Where Does the Legend of Lilith Come From?
Lilith and the Biblical Story of Creation
The biblical book of Genesis contains two contradictory accounts of humanity’s creation. The first account is known as the Priestly version and appears in Genesis 1:26-27.
God fashions man and woman simultaneously when the text reads: “So God created mankind in the divine image, male and female God created them.”
The second account of Creation is known as the Yahwistic version and is found in Genesis 2. This is the version of Creation that most people are familiar with. God creates Adam, then places him in the Garden of Eden. Not long afterwards, God decides to make a companion for Adam and creates the animals of the land and sky to see if any of them are suitable partners for the man.
God brings each animal to Adam, who names it before ultimately deciding that it is not a “suitable helper.” God then causes a deep sleep to fall upon Adam and while the man is sleeping God fashioned Eve from his side. When Adam awakes he recognizes Eve as part of himself and accepts her as his companion.
Although the tradition of two wives – two Eves – appears early on, this interpretation of Creation’s timeline was not associated with the character of Lilith until the medieval period, as we shall see in the next section.Lilith as Adam’s First Wife Scholars are not certain where the character of Lilith comes from, though many believe she was inspired by Sumerian myths about female vampires called “Lillu” or Mesopotamian myths about succubae (female night demons) called “lilin.” Lilith is mentioned four times in the Babylonian Talmud, but it is not until the Alphabet of Ben Sira (c. 800s to 900s) that the character of Lilith is associated with the first version of Creation.
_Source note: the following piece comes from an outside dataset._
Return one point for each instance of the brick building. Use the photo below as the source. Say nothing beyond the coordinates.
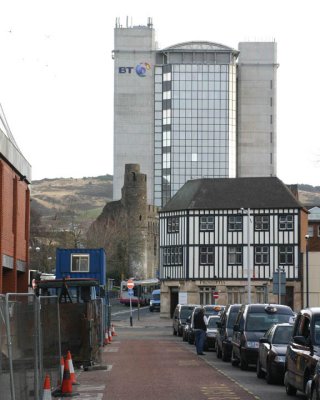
(15, 176)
In this medieval text, Ben Sira names Lilith as Adam’s first wife and presents a full account of her story.According to the Alphabet of Ben Sira, Lilith was Adam’s first wife but the couple fought all the time. They didn’t see eye-to-eye on matters of sex because Adam always wanted to be on top while Lilith also wanted a turn in the dominant sexual position. When they could not agree, Lilith decided to leave Adam. She uttered God’s name and flew into the air, leaving Adam alone in the Garden of Eden. God sent three angels after her and commanded them to bring her back to her husband by force if she would not come willingly. But when the angels found her by the Red Sea they were unable to convince her to return and could not force her to obey them. Eventually a strange deal is struck, wherein Lilith promised not to harm newborn children if they are protected by an amulet with the names of the three angels written on it:
“The three angels caught up with her in the [Red] Sea…They seized her and told her: ‘If you agree to come with us, come, and if not, we shall drown you in the sea.’ She answered: ‘Darlings, I know myself that God created me only to afflict babies with fatal disease when they are eight days old; I shall have permission to harm them from their birth to the eighth day and no longer; when it is a male baby; but when it is a female baby, I shall have permission for twelve days.’ The angels would not leave her alone, until she swore by God’s name that wherever she would see them or their names in an amulet, she would not possess the baby [bearing it]. They then left her immediately. This is [the story of] Lilith who afflicts babies with disease.” (Alphabet of Ben Sira, from “Eve & Adam: Jewish, Christian, and Muslim Readings on Genesis and Gender” pg. 204.)
The Alphabet of Ben Sira appears to combine legends of female demons with the idea of the ‘first Eve.’ What results is a story about Lilith, an assertive wife who rebelled against God and husband, was replaced by another woman, and was demonized in Jewish folklore as a dangerous killer of babies.
Later legends also characterize her as a beautiful woman who seduces men or copulates with them in their sleep (a succubus), then spawns demon children. According to some accounts, Lilith is the Queen of Demons.
References: Kvam, Krisen E. etal. “Eve & Adam: Jewish, Christian, and Muslim Readings on Genesis and Gender.” Indiana University Press: Bloomington, 1999.